BMC presents Jake Charkey and the Hindustani Cello

BRATTLEBORO — The Brattleboro Music Center presents “Jake Charkey, the Hindustani Cello,” Friday, May 6, in a concert that includes the world premiere of a commissioned work.

Charkey, an acclaimed cellist with a strong background in both Western classical music and Hindustani music, will perform North Indian Classical music with tabla accompaniment and contemporary music for solo cello that draws from the Indian Classical tradition, including a world premiere of a commissioned work by Akshaya Avril Tucker and music by Reena Esmail.

A disciple of the renowned violinist Padmabhushan Dr.
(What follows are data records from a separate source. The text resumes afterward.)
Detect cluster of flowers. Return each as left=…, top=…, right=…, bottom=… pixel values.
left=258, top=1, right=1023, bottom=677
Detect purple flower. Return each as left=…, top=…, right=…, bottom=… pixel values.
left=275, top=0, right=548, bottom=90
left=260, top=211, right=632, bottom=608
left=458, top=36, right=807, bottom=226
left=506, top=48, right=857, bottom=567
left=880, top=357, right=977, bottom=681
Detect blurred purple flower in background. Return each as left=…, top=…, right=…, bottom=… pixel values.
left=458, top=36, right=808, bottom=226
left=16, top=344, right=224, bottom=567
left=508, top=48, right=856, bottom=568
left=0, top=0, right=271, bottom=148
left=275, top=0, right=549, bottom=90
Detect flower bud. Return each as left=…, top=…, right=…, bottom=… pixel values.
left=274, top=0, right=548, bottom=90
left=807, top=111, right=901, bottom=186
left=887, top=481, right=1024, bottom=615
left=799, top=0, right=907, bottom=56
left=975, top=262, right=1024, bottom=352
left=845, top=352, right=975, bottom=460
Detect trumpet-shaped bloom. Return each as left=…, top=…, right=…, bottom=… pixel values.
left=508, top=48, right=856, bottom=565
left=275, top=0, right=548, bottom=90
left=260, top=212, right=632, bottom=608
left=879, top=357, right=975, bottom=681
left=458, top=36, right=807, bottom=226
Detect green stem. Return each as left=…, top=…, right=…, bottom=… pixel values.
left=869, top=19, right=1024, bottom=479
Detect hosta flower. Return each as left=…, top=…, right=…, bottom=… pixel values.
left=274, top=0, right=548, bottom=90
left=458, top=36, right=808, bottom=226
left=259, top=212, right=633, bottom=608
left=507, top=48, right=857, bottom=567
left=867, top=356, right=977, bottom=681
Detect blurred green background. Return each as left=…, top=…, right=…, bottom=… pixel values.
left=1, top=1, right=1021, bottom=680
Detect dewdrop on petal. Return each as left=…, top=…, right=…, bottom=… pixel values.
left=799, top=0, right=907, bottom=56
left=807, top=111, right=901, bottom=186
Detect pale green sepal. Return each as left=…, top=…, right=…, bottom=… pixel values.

N. Rajam in the rare Gayaki Ang style, Charkey is one of the few cellists in the world performing Indian music on the cello.

“He is an eclectic improviser, drawing from his extensive training in both Eastern and Western musical traditions and is also a sought-after studio recording artist in the film, television and music industry in both India and the USA,” organizers say.

Accompanying Charkey will be Naren Budhakar, a versatile tabla player who has accompanied prominent vocal, instrumental, and dance maestros. He has also contributed his tabla skills to varied music genres including pop, rock, Irish Celtic, and jazz.

Notably, he did a duet with Bobby McFerrin at the “Notes and Neurons” event, has recorded with Alicia Keys, and performed a concert series with the acclaimed Alvin Ailey dance company for which he was cited in The New York Times. He has played at such prestigious venues as Carnegie Hall, Kennedy Center, The Metropolitan Museum, and the Getty Museum.

The program includes the world premiere of “Sleep and Dream Flying For Solo Cello” by Akshaya Avril Tucker, a composer who draws inspiration from the music and dance traditions of South Asia, having trained as a cellist and Odissi dancer from a young age.

Commissions and projects include works for Johnny Gandelsman and the group Brooklyn Rider, WindSync, Marianne Gedigian, and Hindustani vocalist Saili Oak. In 2019, she won an ASCAP Morton Gould Young Composer Award.

Indian-American composer Reena Esmail works between the worlds of Indian and Western classical music, and brings communities together through the creation of equitable musical spaces.

Esmail's compositions have been commissioned by ensembles including the Los Angeles Master Chorale, the Richmond Symphony, Town Music Seattle, Albany Symphony, Chicago Sinfonietta, and the Yale Institute of Sacred Music.

Esmail is currently an artistic director of Shastra, a nonprofit organization that promotes cross-cultural music connecting music traditions of India and the West.